A meta-analysis will be considered if there are two or more studies that have a low risk of bias, the same reliability statistic, the same type of device and the same population. The process will be conducted using Stata 16.1 (StataCorp LLC, Texas, USA). Heterogeneity of studies will be assessed by using the I2 index and if it is high (I2>50% or considerable differences observed in study characteristics exist), a meta-analysis will not be performed and a narrative synthesis will be conducted. The factors causing heterogeneity may also be evaluated using subgroup analysis or sensitivity analysis if possible (see Table 2 for pre-defined subgroups). If there is a sufficient sample size of studies, we plan to perform a random-effects meta-analysis following the DerSimonian and Laird approach [37].

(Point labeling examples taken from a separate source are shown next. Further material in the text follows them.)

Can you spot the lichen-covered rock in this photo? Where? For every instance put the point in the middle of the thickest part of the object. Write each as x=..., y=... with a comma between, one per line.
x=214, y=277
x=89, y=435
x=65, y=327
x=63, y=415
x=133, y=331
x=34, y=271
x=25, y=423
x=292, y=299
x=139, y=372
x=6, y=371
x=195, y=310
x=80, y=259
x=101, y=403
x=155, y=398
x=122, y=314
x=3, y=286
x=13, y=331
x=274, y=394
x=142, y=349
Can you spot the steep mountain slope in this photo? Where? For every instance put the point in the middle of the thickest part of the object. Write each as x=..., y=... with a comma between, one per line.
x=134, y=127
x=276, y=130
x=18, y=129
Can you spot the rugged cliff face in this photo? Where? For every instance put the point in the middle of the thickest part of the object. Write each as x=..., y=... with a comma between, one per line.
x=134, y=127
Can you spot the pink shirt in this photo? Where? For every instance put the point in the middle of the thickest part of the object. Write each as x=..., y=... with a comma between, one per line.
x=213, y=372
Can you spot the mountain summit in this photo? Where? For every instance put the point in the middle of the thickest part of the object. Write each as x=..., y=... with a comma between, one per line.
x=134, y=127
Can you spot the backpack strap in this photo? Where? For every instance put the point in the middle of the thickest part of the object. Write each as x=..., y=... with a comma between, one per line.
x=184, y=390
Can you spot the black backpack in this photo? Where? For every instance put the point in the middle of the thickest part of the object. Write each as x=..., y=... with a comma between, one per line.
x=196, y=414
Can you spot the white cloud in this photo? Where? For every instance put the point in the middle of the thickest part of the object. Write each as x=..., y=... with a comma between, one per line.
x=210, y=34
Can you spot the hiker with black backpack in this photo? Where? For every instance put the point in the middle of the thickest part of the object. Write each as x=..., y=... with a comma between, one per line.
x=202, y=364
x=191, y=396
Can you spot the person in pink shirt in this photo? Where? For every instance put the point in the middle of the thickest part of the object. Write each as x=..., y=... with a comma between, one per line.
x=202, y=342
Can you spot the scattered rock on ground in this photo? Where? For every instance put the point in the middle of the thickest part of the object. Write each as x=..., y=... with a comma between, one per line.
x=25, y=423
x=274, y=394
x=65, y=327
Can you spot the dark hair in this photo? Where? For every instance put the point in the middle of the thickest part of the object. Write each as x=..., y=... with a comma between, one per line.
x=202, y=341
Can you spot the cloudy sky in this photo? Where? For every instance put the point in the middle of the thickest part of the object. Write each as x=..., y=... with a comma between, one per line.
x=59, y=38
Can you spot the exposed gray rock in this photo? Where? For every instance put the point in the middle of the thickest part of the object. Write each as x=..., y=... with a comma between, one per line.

Table 2 The subgroups that will be analysed in the order of priority

Limits of agreement data will be analysed via a narrative synthesis and presented using both text and tables. A meta-regression will be considered if there are more than ten studies in the meta-analysis. The subgroups shown in Table 2 will be used, as an extension to subgroup analysis, to investigate the effects of the continuous and categorical characteristics on the study outcomes.

Confidence in cumulative evidence

The strength of evidence found during the review will be evaluated using a modified Grading of Recommendation, Assessment, Development and Evaluation (GRADE) framework, and a summary of findings table will be created. The GRADE approach is a system for evaluating the quality of evidence for outcomes reported in systematic reviews. Evidence is classified into four levels of quality: high, moderate, low and very low [38]. The GRADE framework was not designed specifically for use with reliability studies, so an adapted version will be used (Supplementary file 3).

Additional analyses

Sensitivity analyses will be performed to explore the source of heterogeneity by using quality components such as published (i.e. peer-reviewed) vs unpublished (i.e. pre-prints) data [39].

Meta-bias(es)

We intend to use appropriate graphical methods and statistical methods to assess for small study effects, such as, funnel plots to assess for publication bias and the COSMIN tool to assess selective outcome reporting. We plan to account for publication bias by performing a search of grey literature and unpublished research via search engines (Google Scholar and MedRxiv.org).

Discussion

This systematic review will aim to analyse the reliability of devices that measure eccentric hamstring strength and the agreement of these devices with isokinetic dynamometers when used in an adult population. It is anticipated that the results of this review could be used to inform clinicians regarding suitable devices that can be employed to test eccentric hamstring strength in practice.